Synopsis

The junctions extract command can be used to extract exon-exon junctions from an RNAseq BAM file. The output is a BED file in the BED12 format. We have tested this command with alignments from TopHat and by comparing the exon-exon junctions with the junctions.bed file produced from TopHat.

Usage

regtools junctions extract [options] indexed_alignments.bam

Input

Input Description
indexed_alignments.bam Aligned RNAseq BAM which has been indexed for example with samtools index. We have tested this command with alignments from TopHat.

Options

Option Description
-a Minimum anchor length. 8bp by default.
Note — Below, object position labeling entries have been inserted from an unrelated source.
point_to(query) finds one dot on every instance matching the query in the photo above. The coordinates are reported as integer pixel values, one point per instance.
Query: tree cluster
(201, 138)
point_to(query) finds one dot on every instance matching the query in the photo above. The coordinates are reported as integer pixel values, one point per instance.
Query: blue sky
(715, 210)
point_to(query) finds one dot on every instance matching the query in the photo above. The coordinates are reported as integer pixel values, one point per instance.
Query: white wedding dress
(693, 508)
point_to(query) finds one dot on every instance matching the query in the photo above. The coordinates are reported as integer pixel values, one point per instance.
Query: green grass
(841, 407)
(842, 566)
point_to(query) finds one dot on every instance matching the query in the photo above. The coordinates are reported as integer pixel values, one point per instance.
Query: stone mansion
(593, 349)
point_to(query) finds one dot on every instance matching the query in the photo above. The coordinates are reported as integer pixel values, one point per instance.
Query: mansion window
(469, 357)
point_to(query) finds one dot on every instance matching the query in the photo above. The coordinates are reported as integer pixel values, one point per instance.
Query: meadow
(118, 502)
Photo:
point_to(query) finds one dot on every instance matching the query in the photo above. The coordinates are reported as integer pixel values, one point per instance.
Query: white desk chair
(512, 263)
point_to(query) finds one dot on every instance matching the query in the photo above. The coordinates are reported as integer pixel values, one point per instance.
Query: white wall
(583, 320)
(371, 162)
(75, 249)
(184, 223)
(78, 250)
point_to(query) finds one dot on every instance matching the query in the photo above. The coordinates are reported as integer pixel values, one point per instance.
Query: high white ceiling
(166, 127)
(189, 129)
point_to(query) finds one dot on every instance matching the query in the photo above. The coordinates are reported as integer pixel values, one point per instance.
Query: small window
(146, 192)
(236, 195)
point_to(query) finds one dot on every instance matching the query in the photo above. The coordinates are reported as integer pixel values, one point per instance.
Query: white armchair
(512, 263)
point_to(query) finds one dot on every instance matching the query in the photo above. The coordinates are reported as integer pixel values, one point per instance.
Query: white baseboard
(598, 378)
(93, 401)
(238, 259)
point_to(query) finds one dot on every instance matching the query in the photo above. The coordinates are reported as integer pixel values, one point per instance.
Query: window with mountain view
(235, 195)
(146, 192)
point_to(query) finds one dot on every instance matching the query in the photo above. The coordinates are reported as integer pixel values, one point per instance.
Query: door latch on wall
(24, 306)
Junctions having a minimum overlap of this much on both ends are reported. Note - the required overlap can be observed amongst separate reads, for example one read might have sufficient left overlap and another read might have sufficient right overlap, this is sufficient for the junction to be reported. No mismatches are allowed in the anchor regions.
-i Minimum intron size. 70bp by default. The intron size is the same as junction.end - junction.start. (Not to be confused with chromStart and chromEnd below, the required blockSizes need to be added/subtracted.)
-I Maximum intron size. 500,000bp by default. The intron size the same as junction.end - junction.start. (Not to be confused with chromStart and chromEnd below, the required blockSizes need to be added/subtracted.)
-o File to write output to. STDOUT by default.
-r Region to extract junctions in. This is specified in the format "chr:start-end" If not specified, junctions are extracted from the entire BAM file.
-h Display help message for this command.

Output

The output is in the BED12 format which is described in detail here. Each line is an exon-exon junction as explained below.

Column-name Description
chrom The name of the chromosome.
chromStart The starting position of the junction-anchor. This includes the maximum overhang for the junction on the left. For the exact junction start add blockSizes[0].
chromEnd The ending position of the junction-anchor. This includes the maximum overhang for the juncion on the left. For the exact junction end subtract blockSizes[1].
name The name of the junctions, the junctions are just numbered JUNC1 to JUNCn.
score The number of reads supporting the junction.
strand Defines the strand - either '+' or '-'. This is calculated using the XS tag in the BAM file.
thickStart Same as chromStart.
thickEnd Same as chromEnd.
itemRgb RGB value - "255,0,0" by default.
blockCount The number of blocks, 2 by default.
blockSizes A comma-separated list of the block sizes. The number of items in this list should correspond to blockCount.
blockStarts A comma-separated list of block starts. All of the blockStart positions should be calculated relative to chromStart. The number of items in this list should correspond to blockCount.